We can get the sum of the highest consecutive 30 minutes every day to determine an 'Exercise Score' for each person each day they participated in the experiment. Then we can get the average, standard deviation, min and max of each person's activity scores and try to classify them based off of that. 

In [None]:
# take a persons total activity log and split into "days" or 24 hours
# find max sum of 30 consecutive minutes and put that as a time series value. 
import math


exerciseScores = []
for person in df.Activity.tolist():
    personScores = []
    dayCount = len(person)//(24*60)
    for i in range(0, dayCount): # for each day the person participated
        maxActivity = -1
        startOfDay = i * (24*60)
        endOfDay = min(i * (24*60) + (24*60), len(person)-1)
        for j in range(startOfDay, endOfDay- 30): # for each minute in the specific day. (except the last 30 minutes)
            score = sum(person[j : j+30]) # Get the sum of the activity for the 30 minutes
            if score > maxActivity: # if this is the max then save it as the max
                maxActivity = score
        personScores.append(maxActivity) # append Score to person scores
    
    exerciseScores.append(personScores) # append each person's score TS to the exercise scores

# Clean up exercise scores by removing bad data. (Any data where the max activity for the entire day was less than 1000) 
# The reason we would get anything less than 1000 is if the person did not move at all through the whole day, or they 
# had a bad sensor.
for p in exerciseScores:
    trash = []
    for s in p:
        if s <= 1000:
            trash.append(s)
    for t in trash:
        p.remove(t)

minlen = min(len(i) for i in exerciseScores)
# create a TS with mean, std, min, and max to make each have the same length
exerciseStats = []
for person in exerciseScores:
	temp = [np.average(person), np.std(person), min(person), max(person)]
	exerciseStats.append(temp)
    


In [None]:
y = np.array(y)
x = np.array(exerciseStats)

a = []
for _ in range(100):
	sss = StratifiedShuffleSplit(n_splits=1, test_size=0.02)
	sss.get_n_splits(x, y)
	for train_index, test_index in sss.split(x, y):
		X_train, X_test = x[train_index], x[test_index]
		y_train, y_test = y[train_index], y[test_index]

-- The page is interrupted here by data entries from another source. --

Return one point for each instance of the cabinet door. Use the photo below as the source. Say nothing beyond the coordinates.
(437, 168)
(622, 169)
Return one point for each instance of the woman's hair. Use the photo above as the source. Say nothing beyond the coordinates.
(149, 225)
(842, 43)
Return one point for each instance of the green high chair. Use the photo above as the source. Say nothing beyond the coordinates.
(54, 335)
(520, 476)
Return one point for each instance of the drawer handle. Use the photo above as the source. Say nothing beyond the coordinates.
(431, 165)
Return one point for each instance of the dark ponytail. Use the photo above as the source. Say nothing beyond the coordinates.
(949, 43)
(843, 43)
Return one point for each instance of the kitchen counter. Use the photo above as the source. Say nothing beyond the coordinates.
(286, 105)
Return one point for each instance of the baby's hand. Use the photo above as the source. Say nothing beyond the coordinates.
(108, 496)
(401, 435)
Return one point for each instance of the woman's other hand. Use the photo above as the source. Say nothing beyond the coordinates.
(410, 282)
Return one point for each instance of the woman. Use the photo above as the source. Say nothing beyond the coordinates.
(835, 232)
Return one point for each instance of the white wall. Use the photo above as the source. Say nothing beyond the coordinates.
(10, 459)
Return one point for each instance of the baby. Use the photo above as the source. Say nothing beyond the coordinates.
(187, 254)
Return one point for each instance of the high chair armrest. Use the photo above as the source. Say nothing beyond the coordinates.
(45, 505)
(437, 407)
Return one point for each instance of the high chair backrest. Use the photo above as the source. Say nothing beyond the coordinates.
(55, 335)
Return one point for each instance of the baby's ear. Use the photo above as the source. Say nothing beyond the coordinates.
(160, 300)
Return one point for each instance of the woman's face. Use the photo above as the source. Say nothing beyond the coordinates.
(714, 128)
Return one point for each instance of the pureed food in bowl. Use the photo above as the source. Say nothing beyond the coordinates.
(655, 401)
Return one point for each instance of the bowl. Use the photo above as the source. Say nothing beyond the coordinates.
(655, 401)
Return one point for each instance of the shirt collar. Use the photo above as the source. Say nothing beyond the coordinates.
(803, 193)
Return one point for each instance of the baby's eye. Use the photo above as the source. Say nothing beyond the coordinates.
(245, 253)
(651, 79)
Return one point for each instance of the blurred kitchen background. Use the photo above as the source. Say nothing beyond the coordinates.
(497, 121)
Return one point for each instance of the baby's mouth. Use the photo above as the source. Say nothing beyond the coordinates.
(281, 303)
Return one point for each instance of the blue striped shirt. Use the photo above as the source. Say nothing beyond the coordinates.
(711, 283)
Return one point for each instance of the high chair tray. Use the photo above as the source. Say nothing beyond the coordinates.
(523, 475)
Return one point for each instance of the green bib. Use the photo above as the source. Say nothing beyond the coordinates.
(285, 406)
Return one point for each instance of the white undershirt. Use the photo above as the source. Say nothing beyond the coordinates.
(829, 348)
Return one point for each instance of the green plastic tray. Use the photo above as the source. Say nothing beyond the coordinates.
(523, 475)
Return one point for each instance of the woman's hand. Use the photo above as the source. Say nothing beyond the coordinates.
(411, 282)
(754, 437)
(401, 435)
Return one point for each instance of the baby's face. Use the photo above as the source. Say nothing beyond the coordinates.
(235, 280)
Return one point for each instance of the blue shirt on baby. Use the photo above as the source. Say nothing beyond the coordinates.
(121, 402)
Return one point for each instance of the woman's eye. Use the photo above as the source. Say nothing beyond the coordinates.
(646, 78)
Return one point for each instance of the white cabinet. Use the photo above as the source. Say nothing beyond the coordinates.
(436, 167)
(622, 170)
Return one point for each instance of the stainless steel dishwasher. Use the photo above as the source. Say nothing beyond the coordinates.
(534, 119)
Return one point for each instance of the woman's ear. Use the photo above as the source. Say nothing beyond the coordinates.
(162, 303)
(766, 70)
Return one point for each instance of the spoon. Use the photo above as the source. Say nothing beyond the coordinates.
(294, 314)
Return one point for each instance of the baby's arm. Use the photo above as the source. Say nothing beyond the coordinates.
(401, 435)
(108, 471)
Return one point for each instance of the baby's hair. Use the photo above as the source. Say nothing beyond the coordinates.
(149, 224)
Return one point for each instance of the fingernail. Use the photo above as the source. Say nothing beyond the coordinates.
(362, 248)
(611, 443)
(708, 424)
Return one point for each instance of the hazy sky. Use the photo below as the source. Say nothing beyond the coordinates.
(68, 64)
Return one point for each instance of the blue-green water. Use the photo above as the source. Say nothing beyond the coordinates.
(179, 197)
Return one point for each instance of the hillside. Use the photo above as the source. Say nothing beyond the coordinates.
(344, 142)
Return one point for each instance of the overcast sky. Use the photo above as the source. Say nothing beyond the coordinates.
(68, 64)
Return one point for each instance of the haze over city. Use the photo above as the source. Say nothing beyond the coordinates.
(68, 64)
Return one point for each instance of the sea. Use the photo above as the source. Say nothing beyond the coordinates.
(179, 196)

	clf=RandomForestClassifier(n_estimators=10)
	clf.fit(X_train, y_train.ravel())
	accuracy = clf.score(X_test, y_test)
	a.append(accuracy)
print("Average Accuracy:", np.average(a))

Here we see that we are getting an average score of around 50%. This shows that exercising daily does not have much coorelation with depression. One can choose to not exercise and still not have depression. Likewise a depressed person can exercise and still have depression. The results of this fun analysis do not indicate that exercise does not help allievate the symptoms of depression, only that a diagnosed person has the same ability to exercise as a person without depression.